= Equitable sharing =

US police practice of sharing seized assets

Guide to Equitable Sharing (April 2009)

Equitable sharing is a United States program in which the proceeds of liquidated seized assets from asset forfeiture are shared between state and federal law enforcement authorities. The Comprehensive Crime Control Act of 1984 set up the arrangement in which state and local police can share the seizures with federal agents. The law allows state and local law enforcement to retain up to 80% of the proceeds from seizures made in collaboration with federal agencies and from seized assets turned over to the federal government that the federal government then elects to adopt.

The program was intended to improve law enforcement by financially incentivizing collaboration between federal agencies and state and local agencies. However, it has become controversial due to a perceived conflict of interest. With equitable sharing, in cases involving civil forfeiture, state police can "skirt state restrictions on the use of funds", according to New Yorker writer Sarah Stillman, meaning that local police can evade their state's rules against forfeitures or restricting use of forfeitures by bringing in federal officers. In 2010, more than $500 million was distributed through the program. More than $5 billion has been distributed since the program was born in 1984. Between 2000 and 2013, an average of $419 million was distributed each year.

The Washington Post in 2014 analyzed 400 seizures in 17 states which were examples of Equitable sharing arrangements. According to the analysis, police can stop motorists, possibly under the pretext of a minor traffic infraction, and "analyze" the intentions of motorists by assessing nervousness, and request permission to search the vehicle without a warrant, hoping to find cash or other valuables possibly involved in illegal activity. Of the 400 seizures studied by The Washington Post, police did not make any arrests, causing critics to speculate that the seizures were not related to real criminal activity but were symptomatic of corruption.
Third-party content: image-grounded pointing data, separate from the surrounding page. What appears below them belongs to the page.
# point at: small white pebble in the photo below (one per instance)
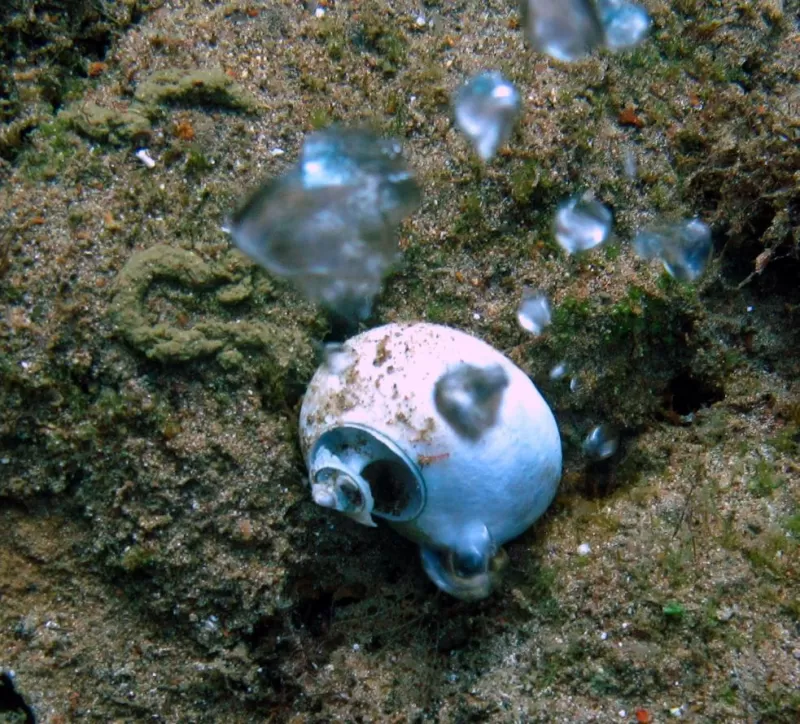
(145, 158)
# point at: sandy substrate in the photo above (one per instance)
(161, 559)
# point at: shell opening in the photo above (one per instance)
(377, 468)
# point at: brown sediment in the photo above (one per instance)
(159, 554)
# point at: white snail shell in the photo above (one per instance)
(377, 447)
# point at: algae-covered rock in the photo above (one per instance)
(195, 88)
(107, 125)
(170, 342)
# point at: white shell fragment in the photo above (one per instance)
(534, 312)
(569, 30)
(486, 107)
(582, 223)
(378, 445)
(566, 30)
(601, 442)
(683, 248)
(329, 224)
(626, 24)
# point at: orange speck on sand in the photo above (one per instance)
(96, 68)
(184, 130)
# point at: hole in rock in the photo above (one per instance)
(687, 394)
(12, 703)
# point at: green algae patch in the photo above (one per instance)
(107, 125)
(207, 88)
(173, 341)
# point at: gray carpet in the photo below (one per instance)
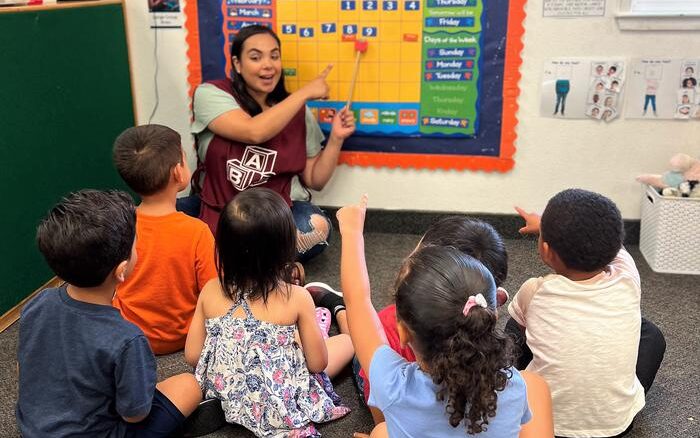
(671, 301)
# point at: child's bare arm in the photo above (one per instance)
(365, 328)
(312, 342)
(532, 222)
(197, 332)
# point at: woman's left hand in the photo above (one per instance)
(343, 124)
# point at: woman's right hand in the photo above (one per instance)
(318, 88)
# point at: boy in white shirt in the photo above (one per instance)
(582, 324)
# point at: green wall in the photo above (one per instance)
(65, 95)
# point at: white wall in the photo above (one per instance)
(552, 154)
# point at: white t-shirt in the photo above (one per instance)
(210, 102)
(584, 337)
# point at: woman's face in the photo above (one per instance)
(260, 64)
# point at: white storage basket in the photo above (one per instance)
(670, 233)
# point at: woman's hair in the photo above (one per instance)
(240, 92)
(255, 244)
(464, 355)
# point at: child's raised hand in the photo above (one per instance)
(532, 221)
(351, 218)
(343, 124)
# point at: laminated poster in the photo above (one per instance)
(579, 88)
(664, 88)
(437, 86)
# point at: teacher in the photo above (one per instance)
(251, 132)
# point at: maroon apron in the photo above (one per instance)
(231, 167)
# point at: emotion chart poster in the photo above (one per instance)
(436, 88)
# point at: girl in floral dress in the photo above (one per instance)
(254, 337)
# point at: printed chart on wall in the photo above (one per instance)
(436, 88)
(579, 88)
(664, 89)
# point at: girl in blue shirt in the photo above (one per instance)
(463, 382)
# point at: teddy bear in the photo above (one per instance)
(682, 180)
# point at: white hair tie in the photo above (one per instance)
(477, 300)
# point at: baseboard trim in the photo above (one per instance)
(12, 315)
(416, 222)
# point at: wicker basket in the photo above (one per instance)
(670, 233)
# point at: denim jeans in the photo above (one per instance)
(301, 210)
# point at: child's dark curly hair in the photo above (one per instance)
(584, 228)
(465, 356)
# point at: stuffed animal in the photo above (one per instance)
(681, 180)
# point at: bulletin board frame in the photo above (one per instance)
(502, 125)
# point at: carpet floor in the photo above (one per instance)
(672, 302)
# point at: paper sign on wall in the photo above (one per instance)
(583, 88)
(573, 8)
(664, 89)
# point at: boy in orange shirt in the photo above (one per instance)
(176, 251)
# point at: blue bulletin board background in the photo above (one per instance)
(485, 148)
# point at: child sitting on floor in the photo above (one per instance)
(84, 370)
(462, 381)
(176, 251)
(582, 323)
(242, 337)
(471, 237)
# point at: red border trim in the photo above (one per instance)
(504, 162)
(511, 76)
(194, 59)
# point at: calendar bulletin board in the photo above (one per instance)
(437, 87)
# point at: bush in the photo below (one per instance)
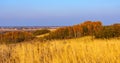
(86, 28)
(40, 32)
(17, 36)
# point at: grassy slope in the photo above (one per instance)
(80, 50)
Another 2014 report by The Washington Post found that $2.5 billion had been seized through this program since 2001 without search warrants or indictments. It further found that only a sixth of these seizures were legally challenged and the federal government responded to 41% of these challenges by returning the confiscated property.

In January 2015 U.S. Attorney General Eric Holder introduced new restrictions on state and local participation in the program, limiting federal adoptions of seized assets. In December 2015 the Department of Justice suspended some more of equitable sharing program due to budget cuts. Loopholes have allowed states to continue to use federal equitable sharing. In 2016 under U.S. Attorney General Loretta Lynch the program was reinstated after earlier budgetary issues were resolved.